La composition de la Vie de saint Louis est complexe car le récit ne suit pas la chronologie des événements. Il est conçu comme un triptyque : une première partie évoque les premières années du règne tout en ajoutant des exemples et anecdotes sur le roi afin de démontrer sa sainteté ; dans la partie centrale sont racontés le séjour outre-mer, la croisade malheureuse qui aboutit à la perte de Damiette et le rôle joué par le roi dans le royaume de Jérusalem ; enfin dans une dernière partie, Jean de Joinville mêle le récit des dernières années de son règne, sa mort, sa canonisation et des témoignages édifiants. Ainsi l’auteur de la Vie de saint Louis construit-il une image superbe de la sainteté du roi.
L’ouvrage a été composé par le sénéchal de Champagne à la fin de sa vie, à la demande de Jeanne de Navarre, reine de France, vers 1303. Mais elle meurt en 1305 avant que le livre soit achevé. Il est donc dédicacé à son fils, le futur Louis le Hutin en octobre 1309 et prend une dimension didactique : Jean de Joinville propose en exemple le récit du règne et de la vie de Louis IX à ses successeurs.
Extraits sur Joinville et la Champagne
Photo : vue de Joinville actuelle : le bief et le quai des Peceaux.

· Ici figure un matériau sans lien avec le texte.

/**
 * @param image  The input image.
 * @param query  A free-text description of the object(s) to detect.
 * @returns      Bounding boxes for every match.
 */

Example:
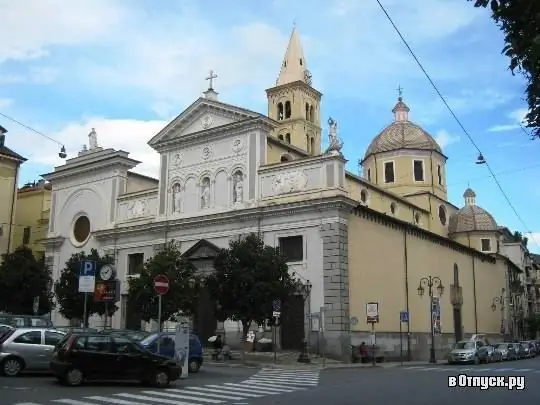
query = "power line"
[375,0,540,248]
[0,112,64,146]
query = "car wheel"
[188,360,201,373]
[2,357,24,377]
[63,368,84,387]
[154,368,171,388]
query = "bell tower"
[266,28,322,156]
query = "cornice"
[93,196,356,240]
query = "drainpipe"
[6,164,20,254]
[403,228,411,361]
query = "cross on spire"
[205,70,218,90]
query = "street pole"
[157,294,161,354]
[83,293,88,329]
[429,294,437,363]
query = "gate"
[281,295,304,350]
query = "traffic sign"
[154,274,169,295]
[79,260,97,293]
[399,311,409,323]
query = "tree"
[206,234,299,339]
[467,0,540,139]
[54,249,118,325]
[0,246,53,315]
[129,241,200,326]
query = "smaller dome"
[448,188,498,234]
[364,97,442,158]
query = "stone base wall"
[351,331,504,361]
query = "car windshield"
[454,342,476,349]
[139,333,157,346]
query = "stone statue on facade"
[173,183,182,213]
[201,178,210,208]
[326,117,343,155]
[233,171,244,203]
[88,128,98,150]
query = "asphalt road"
[0,359,540,405]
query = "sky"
[0,0,540,249]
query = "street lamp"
[417,276,444,363]
[297,280,312,363]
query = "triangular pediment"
[182,239,220,260]
[148,98,262,146]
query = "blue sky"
[0,0,540,251]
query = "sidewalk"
[204,351,446,370]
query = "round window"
[73,215,90,243]
[360,190,368,204]
[439,205,446,225]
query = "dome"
[448,188,498,233]
[364,97,442,159]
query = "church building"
[43,29,521,359]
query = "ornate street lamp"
[417,276,444,363]
[297,280,312,363]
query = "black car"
[50,332,182,388]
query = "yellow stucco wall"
[349,215,506,333]
[14,188,51,257]
[0,156,17,260]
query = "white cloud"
[9,117,168,177]
[435,129,460,150]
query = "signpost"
[366,302,379,366]
[154,274,169,353]
[175,316,189,379]
[79,260,97,328]
[272,300,281,364]
[399,311,409,365]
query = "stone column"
[320,222,350,360]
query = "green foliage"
[467,0,540,138]
[54,249,118,325]
[206,234,299,334]
[129,241,200,322]
[0,246,53,315]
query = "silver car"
[0,328,65,377]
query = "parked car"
[494,343,518,361]
[448,340,487,364]
[139,332,203,373]
[509,342,527,359]
[49,332,182,388]
[0,328,65,377]
[0,314,53,329]
[521,340,536,359]
[101,329,152,342]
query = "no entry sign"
[154,274,169,295]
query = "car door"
[4,330,43,370]
[113,336,144,380]
[78,335,116,380]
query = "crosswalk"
[403,366,540,374]
[14,369,319,405]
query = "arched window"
[285,101,292,119]
[277,103,283,121]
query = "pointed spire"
[392,86,411,122]
[463,187,476,205]
[276,24,311,86]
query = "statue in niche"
[233,170,244,203]
[173,183,182,213]
[201,177,210,208]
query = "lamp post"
[417,276,444,363]
[491,288,506,337]
[297,280,312,363]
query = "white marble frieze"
[116,191,158,222]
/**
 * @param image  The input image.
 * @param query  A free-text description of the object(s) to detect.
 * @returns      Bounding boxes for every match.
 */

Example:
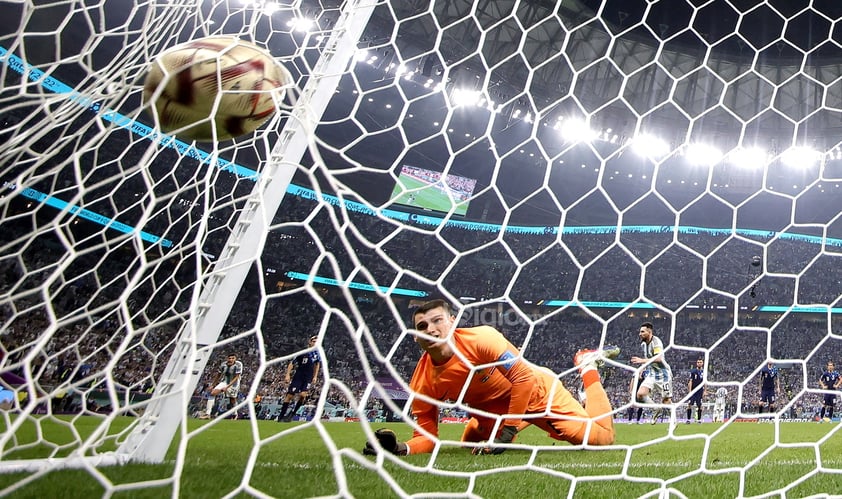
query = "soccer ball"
[143,36,292,141]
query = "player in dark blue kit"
[687,359,707,424]
[819,361,842,421]
[760,360,781,414]
[278,336,320,422]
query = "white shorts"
[213,381,240,398]
[640,376,672,399]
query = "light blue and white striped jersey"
[640,335,672,382]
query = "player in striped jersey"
[631,322,672,424]
[819,360,842,421]
[713,386,728,423]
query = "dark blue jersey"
[819,371,840,390]
[292,351,319,384]
[690,367,704,392]
[760,366,778,391]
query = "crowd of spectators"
[0,188,842,422]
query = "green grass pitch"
[392,176,468,215]
[0,418,842,499]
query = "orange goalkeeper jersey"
[407,326,587,454]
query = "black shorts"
[760,390,775,404]
[287,379,310,395]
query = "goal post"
[0,0,842,497]
[112,0,374,463]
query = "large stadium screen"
[390,165,477,215]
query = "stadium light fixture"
[684,143,722,166]
[728,147,769,170]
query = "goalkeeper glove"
[473,426,517,455]
[363,428,409,456]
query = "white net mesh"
[0,0,842,497]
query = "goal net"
[0,0,842,497]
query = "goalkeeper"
[363,300,619,455]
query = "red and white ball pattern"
[143,36,292,141]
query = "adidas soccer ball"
[143,36,292,141]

Le récit de Jean de Joinville ne prend pas de recul objectif. C’est dans ses perpétuelles digressions que l’on peut trouver des allusions à sa ville et ses environs.
Son départ pour la croisade : « L’abbé de Cheminon me donna m’escharpe et mon bourdon ; et lors je me partis de Joinville, sans rentrer au chastel jusques à ma revenue, à pié, deschaus et en langes ; et ainsi alai à Blehecourt et à Saint-Urbain, et autres cors sains qui là sont. Et endementieres que je aloie à Blehecourt et à Saint-Urbain, je ne voz onques retourner mes yeus vers Joinville, pour ce que li cuers ne me attendrisist du biau chastel que je lessoie et de mes deus enfans. »
Traduction depuis « et lors je me partis.. » : « Et alors je partis de Joinville, sans rentrer au château jusqu’à mon retour, à pied, sans chausses et la laine sur le corps, et j’allai ainsi en pèlerinage à Blécourt et à Saint-Urbain et aux autres corps de saints qui se trouvent là. Et tandis que j’allai à Blécourt et à Saint-Urbain, je ne voulus jamais retourner mes yeux vers Joinville, de peur que mon cœur ne s’attendrisse sur le beau Château que je laissais et sur mes deux enfants. » (§ 122).